Depois de entrar na universidade e ainda estimulada pelo prêmio, Sonja decide participar de outro concurso, escolhendo como tema Minha cidade natal durante o III Reich. No entanto, encontra dificuldades para pesquisar a documentação nos arquivos do Bispado e da Prefeitura, no arquivo privado da família do prefeito e no próprio jornal da cidade – o Pfilzinger Morgen. Todos eles fecham suas portas. Ninguém quer que uma "judia e comunista" futuque o passado. Sonja, porém, não desiste. Corre atrás. Busca os documentos orais. Entrevista familiares e vizinhos que sobreviveram ao nazismo.
Por não ter acesso aos documentos escritos, ela perde os prazos do concurso. Desconfiada, continua pesquisando por conta própria, mesmo depois de formada, casada e com filhos, numa batalha que durou alguns anos. Recorre ao Judiciário e entra com uma ação na qual reivindica o direito à informação. Ganha o processo e, finalmente, ingressa nos arquivos. Descobre, horrorizada, as razões da cortina de silêncio: sua cidade, longe de ter resistido ao nazismo, foi um campo de concentração. Lá, nazistas prenderam, torturaram e mataram muita gente, com a cumplicidade ou a omissão de moradores, que tentaram, depois, forjar um passado que nunca existiu.

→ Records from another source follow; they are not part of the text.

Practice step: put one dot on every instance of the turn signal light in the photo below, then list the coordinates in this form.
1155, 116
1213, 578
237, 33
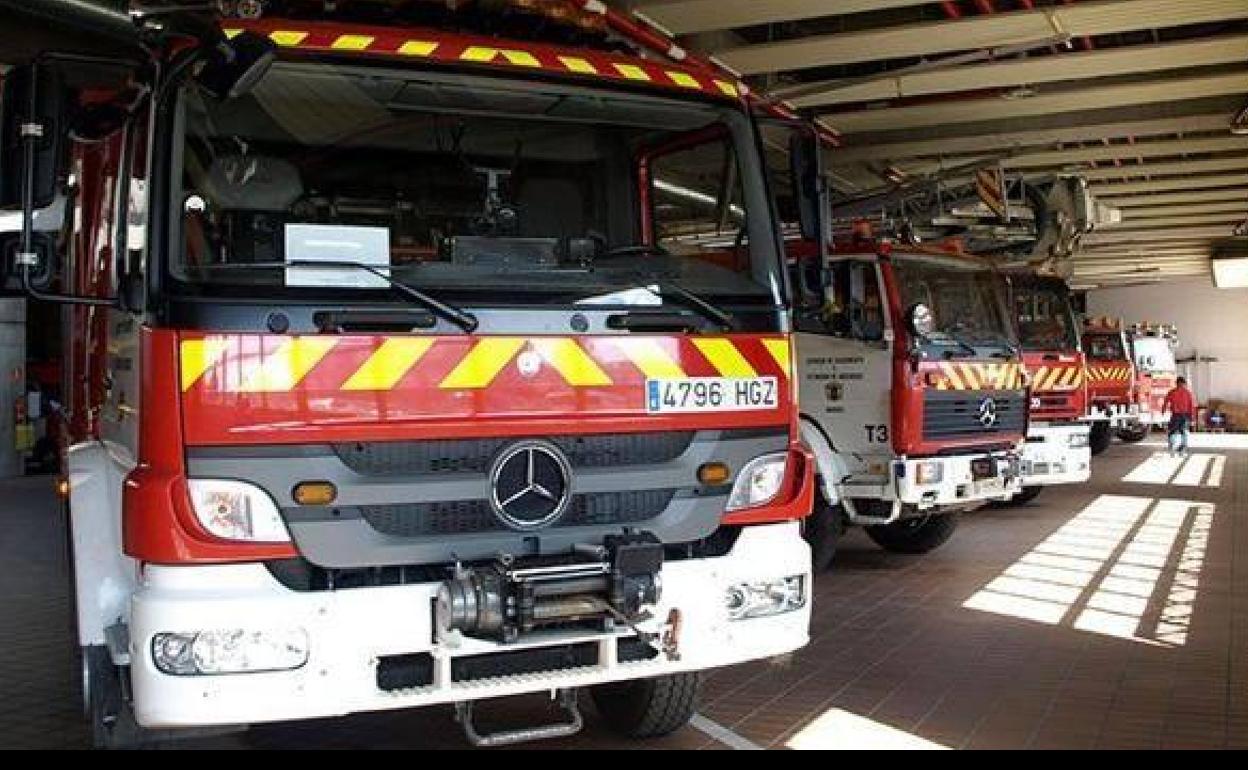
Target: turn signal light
713, 474
315, 493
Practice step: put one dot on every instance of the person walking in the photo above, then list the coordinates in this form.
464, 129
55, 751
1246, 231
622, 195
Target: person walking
1182, 408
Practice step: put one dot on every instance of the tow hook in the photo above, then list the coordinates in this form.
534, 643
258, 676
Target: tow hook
567, 699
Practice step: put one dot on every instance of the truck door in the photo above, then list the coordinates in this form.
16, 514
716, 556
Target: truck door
845, 358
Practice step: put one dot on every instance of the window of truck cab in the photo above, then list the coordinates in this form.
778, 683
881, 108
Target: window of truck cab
479, 190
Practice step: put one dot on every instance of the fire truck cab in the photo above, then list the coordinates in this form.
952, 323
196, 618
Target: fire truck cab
1057, 436
1111, 385
912, 394
406, 373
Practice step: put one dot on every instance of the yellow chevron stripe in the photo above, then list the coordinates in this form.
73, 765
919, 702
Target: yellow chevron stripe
779, 350
724, 356
287, 39
572, 361
577, 64
287, 366
954, 380
197, 356
388, 363
482, 363
417, 48
352, 43
650, 358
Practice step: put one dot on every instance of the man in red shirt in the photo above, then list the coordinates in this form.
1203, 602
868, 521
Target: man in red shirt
1182, 408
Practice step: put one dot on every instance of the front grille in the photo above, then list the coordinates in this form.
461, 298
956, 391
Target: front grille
956, 414
474, 456
469, 517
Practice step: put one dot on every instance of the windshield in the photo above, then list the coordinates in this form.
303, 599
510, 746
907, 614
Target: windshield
964, 298
477, 189
1045, 317
1105, 347
1153, 355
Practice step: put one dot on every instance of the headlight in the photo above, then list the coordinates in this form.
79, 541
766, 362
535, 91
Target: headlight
930, 472
763, 598
759, 481
236, 511
230, 650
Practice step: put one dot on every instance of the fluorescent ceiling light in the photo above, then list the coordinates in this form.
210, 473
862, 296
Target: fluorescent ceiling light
1231, 273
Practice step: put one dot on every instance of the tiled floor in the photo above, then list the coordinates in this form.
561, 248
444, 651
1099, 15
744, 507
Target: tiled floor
1112, 614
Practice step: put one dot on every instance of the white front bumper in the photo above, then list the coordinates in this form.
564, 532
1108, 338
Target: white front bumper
1048, 457
957, 484
350, 629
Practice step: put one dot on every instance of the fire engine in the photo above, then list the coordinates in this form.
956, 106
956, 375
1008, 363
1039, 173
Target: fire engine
1111, 383
912, 394
402, 373
1152, 350
1057, 437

Os documentos registraram inclusive a prisão de um judeu, denunciado na época por dois padres, que no momento da pesquisa continuavam ainda vivos, vivíssimos, tentando impedir o acesso de Sonja aos registros. No entanto, o mais doloroso era que aqueles que ontem haviam sido carrascos, cúmplices da opressão, posavam, hoje, como heróis da resistência e parceiros da liberdade. Quanto escárnio! Os pilantras haviam invertido os papéis como fazem sempre. Por isso, ocultavam os documentos.
Aula Guarani
No Brasil, a História já está mostrando que aqueles que se apresentam como “caçadores de marajás”, jurando que “não roubam nem deixam roubar”, nem sempre são aquilo que arrotam. Documentos mostram que os que se gabam, no discurso, de serem os campeões da luta anticorrupção, estavam, na prática, envolvidos até o pescoço em casos tangíveis como as “rachadinhas”, assaltando o erário, ano após ano, antes mesmo de terem a chave do cofre grande. Não adianta esconder os fatos: a História, com sua visão crítica, vai atrás, de olho na mídia, confrontando as fontes.

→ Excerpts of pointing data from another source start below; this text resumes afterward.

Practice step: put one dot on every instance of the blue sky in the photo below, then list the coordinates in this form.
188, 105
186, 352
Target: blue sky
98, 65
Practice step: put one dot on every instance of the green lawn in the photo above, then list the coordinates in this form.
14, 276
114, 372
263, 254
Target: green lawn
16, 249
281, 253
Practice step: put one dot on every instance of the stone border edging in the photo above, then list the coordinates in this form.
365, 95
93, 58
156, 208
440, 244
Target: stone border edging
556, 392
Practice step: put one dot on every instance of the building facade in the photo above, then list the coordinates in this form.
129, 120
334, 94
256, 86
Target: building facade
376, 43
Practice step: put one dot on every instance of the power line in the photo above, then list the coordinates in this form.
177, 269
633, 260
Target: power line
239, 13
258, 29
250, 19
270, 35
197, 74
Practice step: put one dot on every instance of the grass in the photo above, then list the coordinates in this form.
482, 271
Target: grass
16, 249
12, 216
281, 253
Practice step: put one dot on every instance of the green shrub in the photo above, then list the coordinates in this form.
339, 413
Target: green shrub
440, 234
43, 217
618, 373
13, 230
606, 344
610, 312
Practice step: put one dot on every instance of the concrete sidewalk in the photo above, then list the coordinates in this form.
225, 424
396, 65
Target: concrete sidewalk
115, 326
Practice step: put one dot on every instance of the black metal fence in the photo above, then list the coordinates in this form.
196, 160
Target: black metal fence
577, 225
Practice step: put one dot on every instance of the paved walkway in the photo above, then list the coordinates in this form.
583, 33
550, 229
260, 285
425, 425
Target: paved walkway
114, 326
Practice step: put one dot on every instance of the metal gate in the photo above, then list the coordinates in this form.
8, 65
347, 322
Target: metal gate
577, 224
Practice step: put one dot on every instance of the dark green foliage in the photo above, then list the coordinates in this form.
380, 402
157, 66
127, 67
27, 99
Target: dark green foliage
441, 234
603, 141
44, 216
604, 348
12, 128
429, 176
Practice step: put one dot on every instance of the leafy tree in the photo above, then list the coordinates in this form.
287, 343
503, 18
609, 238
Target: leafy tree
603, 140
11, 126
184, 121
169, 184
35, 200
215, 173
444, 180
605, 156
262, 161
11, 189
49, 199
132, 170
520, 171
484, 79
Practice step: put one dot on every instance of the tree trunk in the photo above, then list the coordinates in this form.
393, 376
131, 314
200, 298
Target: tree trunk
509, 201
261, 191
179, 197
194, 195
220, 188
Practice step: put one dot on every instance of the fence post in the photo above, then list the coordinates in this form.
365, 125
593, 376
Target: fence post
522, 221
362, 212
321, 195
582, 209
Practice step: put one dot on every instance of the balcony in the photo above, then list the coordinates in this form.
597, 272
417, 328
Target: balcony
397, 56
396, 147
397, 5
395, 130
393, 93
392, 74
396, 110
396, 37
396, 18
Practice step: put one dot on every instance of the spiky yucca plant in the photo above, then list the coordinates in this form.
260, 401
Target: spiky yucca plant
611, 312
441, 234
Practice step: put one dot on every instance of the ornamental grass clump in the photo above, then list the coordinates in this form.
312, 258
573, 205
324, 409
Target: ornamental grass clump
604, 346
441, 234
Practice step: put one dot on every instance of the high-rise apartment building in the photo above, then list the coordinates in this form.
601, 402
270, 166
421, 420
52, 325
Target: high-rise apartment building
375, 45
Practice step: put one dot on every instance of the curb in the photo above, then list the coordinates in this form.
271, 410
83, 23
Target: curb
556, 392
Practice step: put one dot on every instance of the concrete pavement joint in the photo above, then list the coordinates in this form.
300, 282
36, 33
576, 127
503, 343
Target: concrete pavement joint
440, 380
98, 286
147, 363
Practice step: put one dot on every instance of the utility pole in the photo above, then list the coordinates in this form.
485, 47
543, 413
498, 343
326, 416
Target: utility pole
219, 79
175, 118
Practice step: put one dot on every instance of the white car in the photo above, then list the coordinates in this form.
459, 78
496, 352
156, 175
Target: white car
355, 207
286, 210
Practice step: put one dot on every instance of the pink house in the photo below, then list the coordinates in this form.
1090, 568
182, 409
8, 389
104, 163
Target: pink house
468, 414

O historiador remexe o passado e de lá retira os esqueletos dos armários, ajudando a construir outro Brasil para nossos filhos e netos, onde as pessoas assumam sua cidadania e não se deixem enganar ou tanger como gado. Mas para isso, é preciso usar a baladeira, como queria o saudoso Aloísio Magalhães, ex-diretor do IPHAN – Instituto do Patrimônio Histórico e Artístico Nacional.
Numa aula de história no Curso de Formação de Professores Guarani Kua Mbo’Boe, em Santa Catarina, usei a frase de Aloísio Magalhães para quem “aquele que vive e pensa cultura tem que operar a ação do bodoque, do estilingue: recuar no passado, trazendo memória e identidade cultural para pressionar e remeter com força espetacular o objeto em direção ao futuro”.
Posto que a História é a ciência do homem no tempo, os professores Guarani reescreveram com o arco e a flecha a metáfora do bodoque. No “hoje”, nós só podemos disparar a flecha e impulsioná-la para o “amanhã”, se formos capazes de recuar o arco para o “ontem”. É isso que nos dá força para impulsioná-la ao futuro. O passado não está ANTES do presente, mas DENTRO dele. Cabe ao historiador descobri-lo. No oriki citado por Pierre Verger, “Exu matou um pássaro ontem com uma pedra que atirou hoje”. A trapaça vai morrer. Não, o veto não é pinimba, é medo do arco retesado do historiador.